Intercalibration: Methodology and Implementation#

Basic Equations#

By taking \(5100\) A continuum flux densities and H \(\beta\) emission line fluxes as an example, the intercalibration between datasets observed by different telescopes is written

\[ \begin{align}\begin{aligned}F_\lambda (5100~\text{A}) = \varphi \cdot F_\lambda (5100~\text{A})_{obs} - G,\\F(H\beta) = \varphi \cdot F(H\beta)_{obs},\end{aligned}\end{align} \]

where \(\varphi\) is a multiplicative factor and \(G\) is an additive factor.

Reform the above equations with vectors. We now have \(m\) measurements of a true signal \(y\) by \(k\) different telescopes

\[ \begin{align}\begin{aligned}{f}_{obs} = {\Phi}^{-1}({y} + {G}) + {bn} + {\epsilon},\\{f}_{cali} = {\Phi}({f}_{obs}+ {bn} + {\epsilon}) - {G},\end{aligned}\end{align} \]

where \(n\) are reported measurement noises, \(\epsilon\) are unknown systematic errors, \(b\) is an \(m\times m\) diagnoal matrix for error scale. The above equations stands for continuum flux densities. For emission line fluxes, \(G=0\).
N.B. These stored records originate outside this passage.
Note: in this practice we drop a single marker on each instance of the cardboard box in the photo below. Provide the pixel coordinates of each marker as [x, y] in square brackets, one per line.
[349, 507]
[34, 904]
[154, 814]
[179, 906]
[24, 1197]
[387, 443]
PyCALI uses the damped random walk process to describe the variations and employs a Bayesian framework to determine the best estimates for the parameters by exploring the posterior probability distribution with the diffusive nested sampling algorithm.

Implementation#

In real implementation, the first dataset is set to be the reference with \(\varphi=1\) and \(G=0\). The input light curve of each dataset is first normalized before being passed to intercalibration (when FlagNorm is set to 1). The continuum fluxes are normalized as

\[f'_{i,j} = \frac{f_{i, j}}{C_i},\]

where \(f_{i, j}\) is the \(j\)-th point of the \(i\)-th continuum dataset and \(C_i\) is the mean, calculated as

\[C_i = \frac{1}{N_i}\sum_{j=1}^{N_i} f_{i, j},\]

where \(N_j\) is the number of points of the \(i\)-th continuum dataset. The emssion line fluxes are normalized as

\[f'_{i,j} = \frac{f_{i, j}}{L_i}\times \frac{L_{i}}{L_0}\frac{C_{0}}{C_i} = \frac{f_{i, j}}{L_0\frac{C_{i}}{C_0}} = \frac{f_{i, j}}{L'_i},\]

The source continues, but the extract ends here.